If i were to solve such a beastly task i would first check all math required (on paper). Then i’d try to simplify them, and once its done the decision to go integer is – for me – quite plain. Honestly i dont know, if its because of my experience or just style of thinking, which usually tells me: authorities my ass.
I’ve used FP maths several times in a past and always to weird cases and strange debug fails, because suddenly i’ve got negative almost zero values, instead of positive almost zero. Because somewhere else, just right before i’ve used square root and it rounded just tiny bit off in a wrong direction. Hence my stance: if You use anything in FP, but addition and multiplication by powers of 2, You’re going to have a bad time. This is perfectly visible, when You try to debug check some values and generate them in another (probably slower) way. And suddenly they’re always different. So which one is true? I like to think of FP values, as if there was some random factor or some uncertainty about it. If Your program will work, when You substitute x + rand(x * 0.000001) for every x, then go ahead, You will be probably fine.
Even as someone who writes (often exact) floating-point library code professionally, my first inclination would be to do this entirely in integer. As others have noted, the required primitives remain (comfortably, though not by much) inside the range representable by 64-bit ints.
That said, much of the fear-mongering about FP rounding in these comments is misguided. All of these tests can be performed exactly in FP too, with a bit of understanding of FP arithmetic and attention to detail (and don’t we want students to take the type to actually understand the primitives they are working with?). If the format of the input data were FP, I would probably stay in FP, doing a fast approximate test followed by a slower exact computation if the result of the fast test was smaller than the error bound.
The conversation seems to have mostly broken down into discussion of a specific problem… that’s less interesting from a strategy standpoint. One of the biggest problems I see when talking to people about code and testing is that people, when asked to write tests, often shoot for code coverage rather than case coverage. This is especially true of recent graduates, or people who’ve been working but not necessarily testing. Sometimes I’ll ask people to solve a basic problem with some constraints. Then I’ll ask how they’d test it and they’ll walk through their code trying to come up with cases that hit every branch. The problem is, I already know of cases where they don’t handle the input, or handle it improperly. They end up with 100% code coverage and 25% coverage of valid classes of input.
It may be worth while to focus on writing tests without looking at or thinking about the implementation.
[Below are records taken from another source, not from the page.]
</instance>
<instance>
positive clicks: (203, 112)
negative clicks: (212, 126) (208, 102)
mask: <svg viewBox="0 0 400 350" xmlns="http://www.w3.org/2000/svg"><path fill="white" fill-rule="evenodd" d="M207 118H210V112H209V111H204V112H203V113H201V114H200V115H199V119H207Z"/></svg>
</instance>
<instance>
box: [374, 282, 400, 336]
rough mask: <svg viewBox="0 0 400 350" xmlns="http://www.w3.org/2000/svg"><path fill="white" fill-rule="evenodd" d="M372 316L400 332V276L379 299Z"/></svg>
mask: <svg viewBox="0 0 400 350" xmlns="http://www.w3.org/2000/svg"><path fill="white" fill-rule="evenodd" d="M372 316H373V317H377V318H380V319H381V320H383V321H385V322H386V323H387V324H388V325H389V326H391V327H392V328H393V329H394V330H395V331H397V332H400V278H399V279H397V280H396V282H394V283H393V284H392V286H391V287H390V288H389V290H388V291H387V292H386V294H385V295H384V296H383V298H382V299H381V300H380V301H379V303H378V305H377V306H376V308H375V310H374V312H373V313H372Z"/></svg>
Possibly covering TDD, though maybe just because if they haven’t written the code yet, they won’t be constructing tests based on the code they’ve written. You could even do some adversarial work – split the class up and give them different problems, but along with code for their problem, they need to write tests for the other group. (the smart ones will also write tests for their own code to help know that it’s working 🙂 )
Re “code coverage” vs. “case coverage”:
float sin(float x) { return x; }
bool test_sin(void) { return sin(0.f) != reference_sin(0.f); }
It passes all tests with 100% code coverage. It must be correct.
Stephen: I’ll use that example in class today.